Велики амбиции, да мала амуниция
Велики амбиции, да мала амуниция читать книгу онлайн
Внимание! Книга может содержать контент только для совершеннолетних. Для несовершеннолетних чтение данного контента СТРОГО ЗАПРЕЩЕНО! Если в книге присутствует наличие пропаганды ЛГБТ и другого, запрещенного контента - просьба написать на почту [email protected] для удаления материала
– Врач мне не нужен. Врачи не помогут… Я справлюсь сама…
– Расскажите, княжна, что произошло в тот роковой день?
– Я ничего не знаю… Меня не было дома…
– Как так? А где же вы были?
– Я гуляла.
– Где?
– По улице.
– В одиночестве?
– Разумеется.
Гинц поправил пенсне и спросил:
– Когда вы ушли, чем был занят Михаил Осипович?

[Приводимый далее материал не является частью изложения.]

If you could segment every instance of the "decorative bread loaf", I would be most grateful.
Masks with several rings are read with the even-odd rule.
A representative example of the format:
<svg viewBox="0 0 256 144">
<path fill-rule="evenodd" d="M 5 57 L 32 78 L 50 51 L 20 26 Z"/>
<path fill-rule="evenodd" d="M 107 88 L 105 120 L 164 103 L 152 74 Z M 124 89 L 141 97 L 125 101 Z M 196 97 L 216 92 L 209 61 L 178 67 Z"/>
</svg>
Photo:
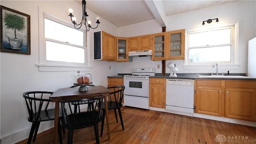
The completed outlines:
<svg viewBox="0 0 256 144">
<path fill-rule="evenodd" d="M 90 79 L 86 76 L 80 76 L 76 80 L 76 82 L 78 83 L 88 84 L 90 82 Z"/>
</svg>

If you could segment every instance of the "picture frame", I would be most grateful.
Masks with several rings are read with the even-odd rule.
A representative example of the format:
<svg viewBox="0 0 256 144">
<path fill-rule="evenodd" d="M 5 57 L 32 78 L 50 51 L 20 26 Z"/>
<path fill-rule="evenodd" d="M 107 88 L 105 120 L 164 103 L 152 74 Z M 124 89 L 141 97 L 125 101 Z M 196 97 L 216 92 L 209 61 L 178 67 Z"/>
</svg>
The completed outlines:
<svg viewBox="0 0 256 144">
<path fill-rule="evenodd" d="M 30 55 L 30 15 L 2 5 L 0 6 L 0 51 Z"/>
</svg>

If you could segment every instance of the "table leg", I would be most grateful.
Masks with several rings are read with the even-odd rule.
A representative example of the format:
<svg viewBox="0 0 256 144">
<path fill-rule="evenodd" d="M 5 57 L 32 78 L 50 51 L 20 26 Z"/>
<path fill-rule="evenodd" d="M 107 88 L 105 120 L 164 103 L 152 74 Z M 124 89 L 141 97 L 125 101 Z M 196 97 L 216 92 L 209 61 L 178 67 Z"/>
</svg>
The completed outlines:
<svg viewBox="0 0 256 144">
<path fill-rule="evenodd" d="M 104 101 L 105 102 L 105 108 L 106 109 L 106 119 L 107 120 L 107 129 L 108 129 L 108 140 L 110 140 L 110 131 L 109 128 L 109 121 L 108 120 L 108 101 L 107 97 L 104 97 Z M 57 124 L 58 124 L 58 123 Z M 58 130 L 58 129 L 57 129 Z"/>
<path fill-rule="evenodd" d="M 54 115 L 54 134 L 53 135 L 53 143 L 58 143 L 58 121 L 59 120 L 59 109 L 60 104 L 58 102 L 55 102 L 55 113 Z"/>
</svg>

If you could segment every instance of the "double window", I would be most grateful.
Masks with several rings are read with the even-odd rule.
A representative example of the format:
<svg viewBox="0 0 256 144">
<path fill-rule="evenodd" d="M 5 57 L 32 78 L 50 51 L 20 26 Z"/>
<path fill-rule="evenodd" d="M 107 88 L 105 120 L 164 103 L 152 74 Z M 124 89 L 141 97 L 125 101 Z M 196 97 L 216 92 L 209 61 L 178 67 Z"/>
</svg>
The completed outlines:
<svg viewBox="0 0 256 144">
<path fill-rule="evenodd" d="M 39 18 L 40 55 L 38 66 L 44 68 L 41 68 L 42 70 L 47 68 L 46 71 L 51 71 L 50 69 L 53 67 L 56 68 L 54 71 L 84 70 L 88 68 L 90 58 L 88 55 L 90 51 L 86 47 L 86 30 L 76 29 L 72 24 L 43 10 L 40 9 L 42 16 Z"/>
<path fill-rule="evenodd" d="M 234 26 L 188 33 L 187 64 L 234 64 Z"/>
</svg>

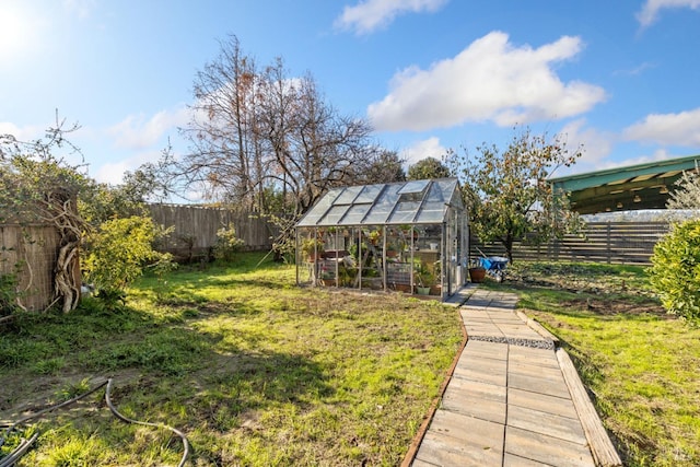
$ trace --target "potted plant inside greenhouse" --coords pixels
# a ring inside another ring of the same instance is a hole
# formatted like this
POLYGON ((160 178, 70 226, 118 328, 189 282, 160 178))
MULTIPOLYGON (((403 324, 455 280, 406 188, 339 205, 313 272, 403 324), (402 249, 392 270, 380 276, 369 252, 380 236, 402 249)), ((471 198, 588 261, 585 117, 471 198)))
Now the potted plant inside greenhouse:
POLYGON ((469 280, 474 283, 481 283, 486 278, 486 268, 481 266, 479 259, 469 260, 469 280))
POLYGON ((308 262, 314 262, 324 253, 324 242, 319 238, 308 237, 302 242, 302 252, 308 262))

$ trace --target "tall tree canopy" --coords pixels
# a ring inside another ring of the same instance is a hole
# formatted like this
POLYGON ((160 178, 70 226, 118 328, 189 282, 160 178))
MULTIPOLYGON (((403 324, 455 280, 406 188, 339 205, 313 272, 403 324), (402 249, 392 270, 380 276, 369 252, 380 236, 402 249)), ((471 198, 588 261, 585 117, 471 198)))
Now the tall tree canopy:
POLYGON ((258 68, 235 36, 197 73, 194 94, 180 167, 211 199, 265 213, 281 192, 299 214, 383 156, 366 121, 340 115, 310 74, 289 78, 282 59, 258 68))
POLYGON ((580 156, 581 150, 570 152, 562 137, 550 140, 525 129, 504 150, 482 144, 476 155, 453 151, 450 164, 460 175, 471 229, 481 241, 501 243, 513 261, 515 241, 541 243, 580 226, 567 196, 548 182, 580 156))
POLYGON ((435 157, 425 157, 408 167, 409 180, 423 180, 427 178, 445 178, 451 175, 450 167, 435 157))
POLYGON ((676 185, 678 188, 670 194, 666 208, 700 211, 700 174, 684 172, 676 185))

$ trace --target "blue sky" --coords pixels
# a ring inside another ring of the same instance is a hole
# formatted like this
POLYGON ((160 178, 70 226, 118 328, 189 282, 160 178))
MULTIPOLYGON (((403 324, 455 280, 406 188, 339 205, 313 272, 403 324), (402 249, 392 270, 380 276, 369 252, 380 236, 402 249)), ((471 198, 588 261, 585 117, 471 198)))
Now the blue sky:
POLYGON ((700 153, 700 0, 0 0, 0 133, 58 109, 119 183, 168 138, 187 150, 195 74, 230 34, 412 162, 515 125, 583 144, 573 173, 700 153))

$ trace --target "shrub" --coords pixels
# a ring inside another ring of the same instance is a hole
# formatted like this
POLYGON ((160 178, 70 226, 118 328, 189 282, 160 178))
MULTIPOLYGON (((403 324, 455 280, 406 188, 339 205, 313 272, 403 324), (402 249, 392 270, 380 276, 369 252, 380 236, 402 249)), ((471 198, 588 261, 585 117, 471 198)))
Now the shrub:
POLYGON ((654 246, 652 288, 668 313, 700 319, 700 220, 674 225, 654 246))
POLYGON ((100 225, 91 237, 90 254, 84 267, 88 280, 106 295, 124 290, 148 268, 167 271, 170 254, 153 249, 153 243, 164 235, 150 218, 112 219, 100 225))
POLYGON ((236 253, 245 245, 245 242, 236 237, 236 230, 233 225, 219 229, 217 231, 217 246, 214 246, 214 258, 224 261, 232 261, 236 253))

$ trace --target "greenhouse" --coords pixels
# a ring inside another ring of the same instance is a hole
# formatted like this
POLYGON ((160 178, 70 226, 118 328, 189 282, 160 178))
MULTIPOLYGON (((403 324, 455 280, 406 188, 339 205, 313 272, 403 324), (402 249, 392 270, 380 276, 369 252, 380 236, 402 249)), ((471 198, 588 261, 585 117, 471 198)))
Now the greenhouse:
POLYGON ((334 188, 296 224, 296 282, 444 300, 466 281, 468 237, 456 178, 334 188))

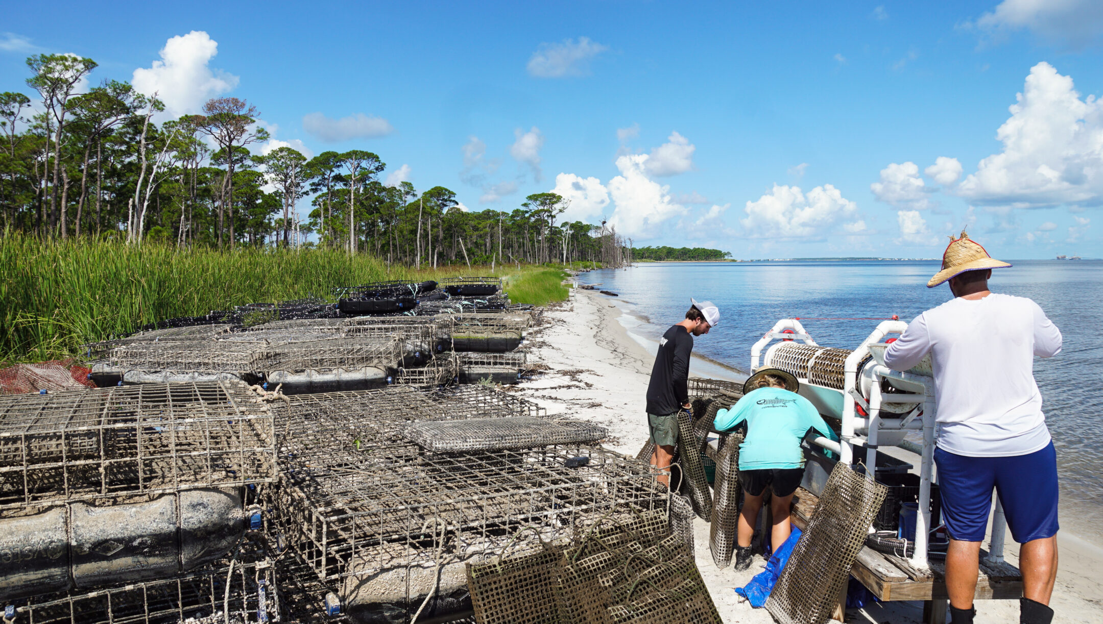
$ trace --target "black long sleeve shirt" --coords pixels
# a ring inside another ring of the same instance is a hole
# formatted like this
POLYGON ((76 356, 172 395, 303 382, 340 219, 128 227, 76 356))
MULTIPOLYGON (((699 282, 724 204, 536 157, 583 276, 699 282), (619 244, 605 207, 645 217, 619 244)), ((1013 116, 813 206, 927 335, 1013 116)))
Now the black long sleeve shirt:
POLYGON ((647 413, 673 413, 689 400, 689 354, 693 334, 674 325, 658 341, 655 365, 647 385, 647 413))

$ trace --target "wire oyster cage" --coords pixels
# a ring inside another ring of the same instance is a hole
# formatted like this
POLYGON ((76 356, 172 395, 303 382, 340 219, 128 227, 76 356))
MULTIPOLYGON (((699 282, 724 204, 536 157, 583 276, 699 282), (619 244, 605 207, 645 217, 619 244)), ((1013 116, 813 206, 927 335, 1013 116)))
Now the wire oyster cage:
POLYGON ((275 476, 274 415, 239 381, 0 397, 0 510, 275 476))
POLYGON ((346 593, 357 578, 432 566, 446 551, 459 560, 501 551, 522 527, 547 541, 620 506, 666 508, 649 465, 600 448, 335 459, 286 471, 275 505, 321 580, 352 578, 346 593))
MULTIPOLYGON (((295 395, 271 404, 288 464, 314 455, 344 453, 350 461, 417 453, 406 427, 424 420, 527 416, 547 418, 536 404, 485 386, 424 390, 392 386, 377 390, 295 395)), ((330 460, 326 460, 330 461, 330 460)))
POLYGON ((452 297, 488 297, 502 290, 502 279, 494 277, 443 278, 440 289, 452 297))
MULTIPOLYGON (((184 574, 14 601, 11 620, 25 624, 246 624, 279 622, 276 567, 263 550, 184 574)), ((7 616, 7 614, 6 614, 7 616)))

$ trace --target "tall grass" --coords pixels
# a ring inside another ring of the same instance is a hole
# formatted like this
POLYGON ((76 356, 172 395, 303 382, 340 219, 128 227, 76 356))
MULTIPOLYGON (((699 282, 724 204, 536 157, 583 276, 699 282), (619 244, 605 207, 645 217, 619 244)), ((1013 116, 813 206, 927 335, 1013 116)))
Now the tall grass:
POLYGON ((506 278, 505 289, 515 303, 547 305, 553 301, 567 299, 567 287, 563 279, 567 273, 558 268, 534 268, 523 272, 518 279, 506 278))
MULTIPOLYGON (((548 277, 549 271, 555 270, 517 271, 507 265, 493 273, 511 273, 513 301, 544 305, 558 292, 547 284, 559 280, 548 277)), ((376 280, 463 275, 492 273, 488 267, 388 268, 376 258, 338 250, 219 252, 115 241, 44 243, 9 234, 0 237, 0 362, 68 357, 82 344, 139 325, 244 303, 325 298, 334 287, 376 280)), ((559 300, 565 297, 563 289, 559 300)))

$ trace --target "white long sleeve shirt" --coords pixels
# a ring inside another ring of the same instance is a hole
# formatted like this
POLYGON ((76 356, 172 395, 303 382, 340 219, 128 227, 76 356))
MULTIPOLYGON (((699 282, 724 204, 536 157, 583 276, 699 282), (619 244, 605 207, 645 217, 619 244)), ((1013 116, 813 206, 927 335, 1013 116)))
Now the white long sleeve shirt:
POLYGON ((885 353, 907 370, 934 368, 939 448, 973 458, 1025 455, 1049 444, 1034 356, 1061 353, 1061 332, 1030 299, 992 293, 928 310, 885 353))

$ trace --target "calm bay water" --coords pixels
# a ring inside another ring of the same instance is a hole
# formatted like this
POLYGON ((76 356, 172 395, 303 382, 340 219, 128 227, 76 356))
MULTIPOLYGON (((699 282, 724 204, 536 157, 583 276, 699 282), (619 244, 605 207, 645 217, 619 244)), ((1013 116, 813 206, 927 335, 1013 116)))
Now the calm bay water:
MULTIPOLYGON (((1103 529, 1090 521, 1103 510, 1103 261, 1011 262, 993 271, 993 291, 1034 299, 1064 336, 1057 357, 1035 359, 1058 452, 1062 525, 1103 545, 1103 529)), ((746 370, 751 345, 779 319, 800 318, 821 345, 843 348, 879 321, 838 319, 910 321, 952 297, 946 286, 927 288, 938 270, 938 261, 647 262, 582 273, 579 282, 619 293, 644 321, 633 331, 651 338, 684 318, 690 297, 713 301, 720 325, 694 352, 746 370)))

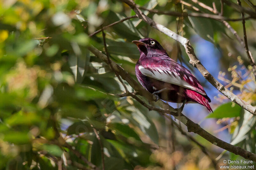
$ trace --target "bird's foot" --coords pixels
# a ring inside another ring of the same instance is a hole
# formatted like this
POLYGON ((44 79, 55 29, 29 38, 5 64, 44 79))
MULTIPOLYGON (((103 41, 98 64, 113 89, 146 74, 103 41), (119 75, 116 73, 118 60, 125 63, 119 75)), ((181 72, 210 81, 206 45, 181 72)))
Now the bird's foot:
POLYGON ((156 100, 155 100, 155 102, 156 102, 158 100, 159 100, 159 96, 157 94, 154 94, 153 93, 153 94, 156 97, 156 100))
POLYGON ((165 87, 165 88, 164 88, 163 89, 161 89, 160 90, 158 90, 158 91, 156 91, 156 92, 155 92, 152 94, 154 95, 154 96, 155 96, 156 98, 156 100, 155 100, 155 102, 157 101, 158 100, 159 100, 159 96, 158 96, 157 94, 159 94, 159 93, 162 92, 163 92, 165 91, 165 90, 168 90, 168 89, 165 87))
POLYGON ((180 107, 175 109, 178 113, 181 113, 182 110, 183 110, 183 108, 184 108, 184 106, 185 106, 185 104, 186 103, 186 102, 187 100, 185 100, 183 101, 183 103, 182 104, 182 105, 180 107))

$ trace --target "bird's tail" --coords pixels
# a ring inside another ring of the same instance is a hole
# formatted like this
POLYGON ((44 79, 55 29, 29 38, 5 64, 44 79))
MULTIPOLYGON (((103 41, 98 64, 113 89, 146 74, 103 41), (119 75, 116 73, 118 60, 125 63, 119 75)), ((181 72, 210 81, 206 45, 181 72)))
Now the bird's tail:
POLYGON ((204 96, 194 91, 188 89, 186 90, 186 93, 191 100, 205 106, 210 112, 213 112, 209 104, 209 102, 210 102, 211 100, 209 101, 208 96, 204 96))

– Он ожидал чьего-то прихода… Я потому и ушла. Михаил Осипович не хотел, чтобы я присутствовала при их разговоре.
– И вы не знаете, кто должен был прийти к нему?
– Нет, не знаю… К Мише разные люди ходили… И он иногда просил меня уйти куда-нибудь на время…
– Не опасался ли Михаил Осипович чего-либо в последнее время?
– Он, вообще, ничего и никогда не опасался. Точнее, если и опасался, то не подавал виду. Он был очень скрытный человек…
– Господин Лаврович был застрелен из собственного пистолета. Вы знаете, где находился пистолет в то утро?
– Знаю. Пистолет лежал в прихожей на полке…
– В прихожей?! – поразился Александр Карлович. – Заряженный револьвер?! Да почему же он лежал в прихожей?
– Я его туда положила, уходя, – ответила Омар-бек с абсолютным равнодушием.
– Как?.. Зачем?
– В комнату возвращаться не хотела и с собой брать не хотела… Бросила в прихожей… Сгоряча. Мне очень не нравилось, когда Миша просил меня уйти…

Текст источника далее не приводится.